Written by : Mudit Gupta Sustainability | Circular Economy | Waste Management | KPMG
Waste management has become very crucial due to increasing waste generation (expected to increase to 3.4 million tonnes by 2050 globally) and growing environmental concerns. Though we; humans are degrading the environment for a long time but now with evident impacts more than ever has at least made us think that the conventional way is not the appropriate way to do and manage things. Changing lifestyle and diminishing connection with nature is letting us to choose simple and easily available but environmentally unfriendly options (such as plastic-wrapped veggies, plastic bags, bottled water, etc.) these days, where thinking out of the box is a new normal. We are finding solutions to extreme problems but why not ready to help in the implementation of available, simple, and identified solutions to manage waste.
There are lots of successful stories available where waste has been turned out into wealth. This should make us think about what actually the waste is? Is my leftover food is a waste or not? Is my broken mobile phone is a waste or not?
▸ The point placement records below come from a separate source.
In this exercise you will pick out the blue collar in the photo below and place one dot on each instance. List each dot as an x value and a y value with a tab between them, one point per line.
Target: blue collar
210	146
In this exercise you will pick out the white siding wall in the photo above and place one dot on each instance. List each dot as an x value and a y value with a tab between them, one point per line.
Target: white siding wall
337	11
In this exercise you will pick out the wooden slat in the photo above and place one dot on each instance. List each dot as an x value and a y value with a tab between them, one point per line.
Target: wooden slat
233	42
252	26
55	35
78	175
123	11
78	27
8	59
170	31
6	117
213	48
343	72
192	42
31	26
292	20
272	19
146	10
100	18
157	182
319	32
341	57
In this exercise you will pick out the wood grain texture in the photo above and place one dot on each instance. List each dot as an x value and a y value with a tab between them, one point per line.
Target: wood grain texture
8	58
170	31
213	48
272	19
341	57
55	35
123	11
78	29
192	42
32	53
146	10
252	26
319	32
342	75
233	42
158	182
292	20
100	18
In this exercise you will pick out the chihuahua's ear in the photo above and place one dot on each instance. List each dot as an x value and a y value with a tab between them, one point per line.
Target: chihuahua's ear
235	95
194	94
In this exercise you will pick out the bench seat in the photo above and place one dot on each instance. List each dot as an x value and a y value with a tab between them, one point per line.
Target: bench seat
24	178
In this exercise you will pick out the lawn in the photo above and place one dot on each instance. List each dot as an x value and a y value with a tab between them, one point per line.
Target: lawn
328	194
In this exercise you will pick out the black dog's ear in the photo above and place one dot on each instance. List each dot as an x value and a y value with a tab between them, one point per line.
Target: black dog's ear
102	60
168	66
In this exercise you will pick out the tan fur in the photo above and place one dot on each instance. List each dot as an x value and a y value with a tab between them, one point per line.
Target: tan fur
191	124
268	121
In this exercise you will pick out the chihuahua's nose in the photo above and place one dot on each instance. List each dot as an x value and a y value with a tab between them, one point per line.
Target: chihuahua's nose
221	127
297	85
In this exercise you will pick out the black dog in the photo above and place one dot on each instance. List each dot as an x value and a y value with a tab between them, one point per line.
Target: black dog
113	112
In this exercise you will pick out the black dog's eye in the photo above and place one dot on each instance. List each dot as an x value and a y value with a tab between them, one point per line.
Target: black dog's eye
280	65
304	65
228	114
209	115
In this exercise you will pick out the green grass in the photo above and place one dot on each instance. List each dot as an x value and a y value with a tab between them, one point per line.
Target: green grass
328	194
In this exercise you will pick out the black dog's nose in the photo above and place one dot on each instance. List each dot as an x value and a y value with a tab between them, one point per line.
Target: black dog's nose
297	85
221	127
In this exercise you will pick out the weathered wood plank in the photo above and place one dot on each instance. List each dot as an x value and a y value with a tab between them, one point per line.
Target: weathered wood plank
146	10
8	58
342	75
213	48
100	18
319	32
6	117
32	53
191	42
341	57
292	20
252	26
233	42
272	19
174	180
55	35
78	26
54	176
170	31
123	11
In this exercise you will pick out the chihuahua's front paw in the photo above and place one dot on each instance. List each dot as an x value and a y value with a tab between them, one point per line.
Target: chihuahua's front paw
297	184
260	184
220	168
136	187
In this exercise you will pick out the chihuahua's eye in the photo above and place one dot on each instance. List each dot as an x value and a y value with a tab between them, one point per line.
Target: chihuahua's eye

Are my old clothes are waste or not? etc….. So, by definition “Wastes are unwanted or unusable objects or materials which are discarded after primary use, or declared as worthless, defective and of no use”. Again considering the former questions?
Is my leftover food is a waste? – Before deciding this, think about: Is it good and can I eat it again? Can I share it with someone else? Can I mix and match it to make something delicious with it? If not anything else, Can I throw it in the compost bin: can be used to nourish soil?
I am sure this small example can give you an idea that waste is not waste unless it can’t be reused, recycled, repurposed, or recovered.
So, I truly believe that everyone should try to manage their own generated waste at an individual level. In India at the city level, the municipalities are responsible to manage the waste. Municipalities spend so much money (i.e. INR 500- 1000/ tonne) in developing a strong waste management value chain from collection- transportation- treatment and finally disposal. In true sense, only the inert material should end up in landfills but in the real world, lots of waste which could have been turned into something useful is landing up in landfills as well. This does not bother us until we saw the sad reality of growing waste mountains (landfills) and the risks associated with it. There are several flaws in the value chain and the biggest issue is nil/ poor waste segregation (mostly it is limited to papers) .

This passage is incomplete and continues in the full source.